Hindman, Q. ( Associated Press) — The death toll from widespread flooding in Kentucky rose to 26 on Sunday amid a renewed threat of more heavy rain.
Andy Beshear of Kentucky Gov. said on NBC’s “Meet the Press” that one more person has died in the storm since Saturday.
Beshear has said the numbers are likely to rise rapidly and it could take weeks to find all the victims.

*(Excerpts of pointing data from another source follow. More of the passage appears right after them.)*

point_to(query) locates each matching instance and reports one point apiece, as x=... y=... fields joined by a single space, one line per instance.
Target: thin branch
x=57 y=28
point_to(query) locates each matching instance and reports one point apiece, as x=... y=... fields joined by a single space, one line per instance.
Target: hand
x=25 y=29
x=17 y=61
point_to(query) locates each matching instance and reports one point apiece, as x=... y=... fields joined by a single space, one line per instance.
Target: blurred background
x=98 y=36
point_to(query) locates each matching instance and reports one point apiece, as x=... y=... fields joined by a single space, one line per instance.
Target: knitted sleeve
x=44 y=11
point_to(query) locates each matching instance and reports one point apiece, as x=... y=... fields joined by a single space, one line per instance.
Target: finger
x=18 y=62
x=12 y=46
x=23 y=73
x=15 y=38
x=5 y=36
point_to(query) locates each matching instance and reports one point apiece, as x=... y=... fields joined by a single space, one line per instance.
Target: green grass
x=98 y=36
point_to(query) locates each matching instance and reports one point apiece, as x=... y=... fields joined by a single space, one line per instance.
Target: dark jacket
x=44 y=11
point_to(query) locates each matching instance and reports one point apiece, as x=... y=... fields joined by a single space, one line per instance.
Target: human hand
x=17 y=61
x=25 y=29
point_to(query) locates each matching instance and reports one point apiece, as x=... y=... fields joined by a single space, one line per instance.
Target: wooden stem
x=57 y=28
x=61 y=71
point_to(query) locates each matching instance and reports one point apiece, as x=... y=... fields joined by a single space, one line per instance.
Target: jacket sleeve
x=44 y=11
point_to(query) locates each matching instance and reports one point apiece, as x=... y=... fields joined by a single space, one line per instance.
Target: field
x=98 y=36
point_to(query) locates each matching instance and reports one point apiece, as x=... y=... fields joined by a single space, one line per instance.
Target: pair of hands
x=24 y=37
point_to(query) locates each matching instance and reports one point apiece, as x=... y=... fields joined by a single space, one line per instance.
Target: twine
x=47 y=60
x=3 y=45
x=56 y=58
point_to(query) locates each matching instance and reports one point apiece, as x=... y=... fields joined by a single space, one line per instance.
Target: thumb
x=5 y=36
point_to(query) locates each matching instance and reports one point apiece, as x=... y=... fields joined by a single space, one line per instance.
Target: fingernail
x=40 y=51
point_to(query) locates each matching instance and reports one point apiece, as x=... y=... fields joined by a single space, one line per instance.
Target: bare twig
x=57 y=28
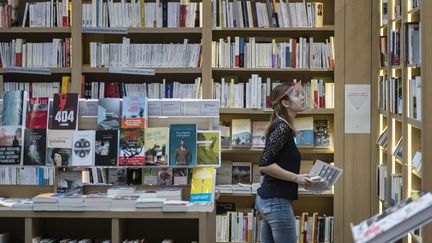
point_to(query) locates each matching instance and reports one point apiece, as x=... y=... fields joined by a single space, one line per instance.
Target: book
x=182 y=144
x=165 y=177
x=134 y=112
x=59 y=147
x=14 y=107
x=241 y=132
x=108 y=114
x=11 y=138
x=106 y=147
x=156 y=140
x=241 y=173
x=83 y=149
x=258 y=133
x=208 y=148
x=202 y=186
x=321 y=133
x=305 y=135
x=37 y=113
x=34 y=147
x=131 y=147
x=65 y=111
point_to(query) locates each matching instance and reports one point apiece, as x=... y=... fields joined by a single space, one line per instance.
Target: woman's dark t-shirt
x=281 y=149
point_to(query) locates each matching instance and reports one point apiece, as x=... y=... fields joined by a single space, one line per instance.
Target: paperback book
x=65 y=110
x=34 y=147
x=182 y=144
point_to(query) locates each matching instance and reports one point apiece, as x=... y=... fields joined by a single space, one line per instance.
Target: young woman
x=280 y=164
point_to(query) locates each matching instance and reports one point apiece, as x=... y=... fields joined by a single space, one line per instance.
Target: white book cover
x=83 y=149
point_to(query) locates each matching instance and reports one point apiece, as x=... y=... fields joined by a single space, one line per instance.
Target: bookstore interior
x=147 y=120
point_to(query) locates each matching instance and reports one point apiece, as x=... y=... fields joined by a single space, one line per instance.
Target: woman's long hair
x=278 y=94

At least 37 people are reported missing, according to a daily report by the Federal Emergency Management Agency (FEMA).
In addition, the National Weather Service reported that more flash floods are expected in some areas of Appalachia on Sunday and Monday as the latest storms pass. Rain rates of 1 to 2 inches (2 to 5 centimeters) per hour were possible in some areas that were submerged last week.
According to FEMA, a dozen shelters have been set up for Kentucky flood victims with 388 occupants as of Sunday.
Beshear said state police are taking calls from concerned people who are unable to locate loved ones due to intermittent phone service.
“We still can’t go to some areas to check on people,” Beshear said. “We are increasing the presence of our National Guard. We’re going to go door-to-door, working to find as many people as we can. We go to work even in the rain. But the weather is making it difficult.”
On a cloudy morning in the town of Hindman, about 200 miles (322 kilometers) southeast of Louisville, a team cleared debris from a storefront. Nearby, a vehicle was in Troublesome Creek, which had returned to its rubble-strewn channel.
President Joe Biden declared a federal disaster to funnel aid money to more than a dozen Kentucky counties.
John Raby in Charleston, West Virginia contributed to this report.